Editorial

 

Monique Layton

VOL. 7, No.1, 1-2

This issue of the Journal of Distance Education reflects our usual attempt at offering a balance among a number of concerns: official language and gender representation, institutional level, as well as the authors' numerous interests and areas of expertise, in both a national and international context, and to do so without ever compromising the quality of the scholarship.

The first two articles, by France Henri on the one hand and by David Kirby and Kitty Chugh on the other, address the question of the use of teleconferencing in distance education. Henri describes the interactive process in the creation of knowledge and concludes that, contrary to the descriptions contained in most of the literature on this topic, this process is far more individual and collective. Kirby and Chugh analyze an instructional model for audio-teleconferencing and the findings of an enquiry focusing on instructors' perceptions and conclude that these perceptions determine to a great extent the instructional strategies of the process.

Students' learning styles and perceived barriers to their studies are next examined by Chère Campbell Gibson and Arlys O. Graf. Neither factors appear to have an influence on whether students are able to complete an external baccalaureate degree, and the authors suggest that additional multivariate studies focusing on motivation, expectancy, and locus of control would be indicated.

In the fourth article, Deschênes, Bourdages, Michaud, and Lebel focus on a long-standing research on the acquisition of knowledge through written texts conceived specifically for distance education.
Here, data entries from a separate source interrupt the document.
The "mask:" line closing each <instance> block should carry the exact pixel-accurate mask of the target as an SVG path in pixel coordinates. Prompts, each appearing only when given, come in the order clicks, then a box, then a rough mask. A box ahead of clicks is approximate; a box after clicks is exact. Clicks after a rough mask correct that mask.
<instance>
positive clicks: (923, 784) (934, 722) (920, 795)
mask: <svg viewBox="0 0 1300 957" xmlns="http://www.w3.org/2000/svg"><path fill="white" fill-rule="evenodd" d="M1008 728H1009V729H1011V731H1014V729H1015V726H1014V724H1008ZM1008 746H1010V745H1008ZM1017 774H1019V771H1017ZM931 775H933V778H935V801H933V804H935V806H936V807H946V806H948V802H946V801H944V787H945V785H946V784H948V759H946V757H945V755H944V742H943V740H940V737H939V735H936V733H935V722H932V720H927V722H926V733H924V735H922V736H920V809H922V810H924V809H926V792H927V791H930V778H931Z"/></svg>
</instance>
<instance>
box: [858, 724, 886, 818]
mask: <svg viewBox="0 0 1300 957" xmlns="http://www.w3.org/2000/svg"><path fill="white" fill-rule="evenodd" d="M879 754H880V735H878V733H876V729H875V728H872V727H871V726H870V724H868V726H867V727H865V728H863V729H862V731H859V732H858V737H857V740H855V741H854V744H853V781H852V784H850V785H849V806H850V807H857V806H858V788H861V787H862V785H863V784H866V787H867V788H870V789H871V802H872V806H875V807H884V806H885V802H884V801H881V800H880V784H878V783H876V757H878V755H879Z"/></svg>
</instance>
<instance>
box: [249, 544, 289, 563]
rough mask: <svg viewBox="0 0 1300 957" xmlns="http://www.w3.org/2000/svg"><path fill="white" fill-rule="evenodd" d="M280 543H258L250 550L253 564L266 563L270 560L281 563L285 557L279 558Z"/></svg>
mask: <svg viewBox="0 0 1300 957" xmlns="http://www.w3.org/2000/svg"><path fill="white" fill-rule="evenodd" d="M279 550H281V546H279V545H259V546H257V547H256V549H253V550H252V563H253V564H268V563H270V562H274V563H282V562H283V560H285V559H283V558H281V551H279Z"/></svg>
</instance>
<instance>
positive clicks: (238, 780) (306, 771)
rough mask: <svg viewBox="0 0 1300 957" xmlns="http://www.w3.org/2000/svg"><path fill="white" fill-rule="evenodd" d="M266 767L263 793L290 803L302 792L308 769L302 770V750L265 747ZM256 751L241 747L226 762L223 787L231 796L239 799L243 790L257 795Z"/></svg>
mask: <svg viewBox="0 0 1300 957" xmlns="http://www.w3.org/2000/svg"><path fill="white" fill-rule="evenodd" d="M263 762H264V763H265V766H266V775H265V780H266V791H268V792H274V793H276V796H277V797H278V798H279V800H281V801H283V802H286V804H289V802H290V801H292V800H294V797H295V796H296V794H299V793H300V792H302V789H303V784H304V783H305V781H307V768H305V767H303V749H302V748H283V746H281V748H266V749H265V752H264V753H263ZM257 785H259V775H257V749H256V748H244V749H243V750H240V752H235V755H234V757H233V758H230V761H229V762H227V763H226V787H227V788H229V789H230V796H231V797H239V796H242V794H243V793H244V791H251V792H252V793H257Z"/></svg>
They analyze the content of four courses in terms of their general characteristics, the nature of their objectives, the nature of the question and the characteristics of the anticipated response, and the information provided by the course designer in the format of the question.

The Open Learning Institute of Hong Kong and the slow and painstaking process of its creation are next described by Mavis Kelly and David Kember. While both government policy and societal needs pointed to the need for a quick solution to the problems of establishing such an institution, the authors argue that, in fact, many obstacles intervened. They examine the Hong Kong education system in the context of economic laissez faire and political uncertainty.

For your information focuses on two interesting topics: the scope of U.READ's (University of Regina Education at a Distance) academic library support services to distance education students and instructors and the electronic "Site Tours" offered to Northern Ontario secondary school students through Contact North's audiographic teleconferencing equipment

Tony Bates begins in this issue his new responsibilities as book review editor. We wish to thank him for accepting so readily to ensure this important task.

As usual, it is our pleasure to thank our contributors and to iterate our appreciation of the editorial board's constant goodwill and scholarship. The efforts of both are reflected in the quality of the Journal. Thanks are also due to the Social Sciences and Humanities Research Council of Canada for its generous grant and to Simon Fraser University for financial support that is much appreciated.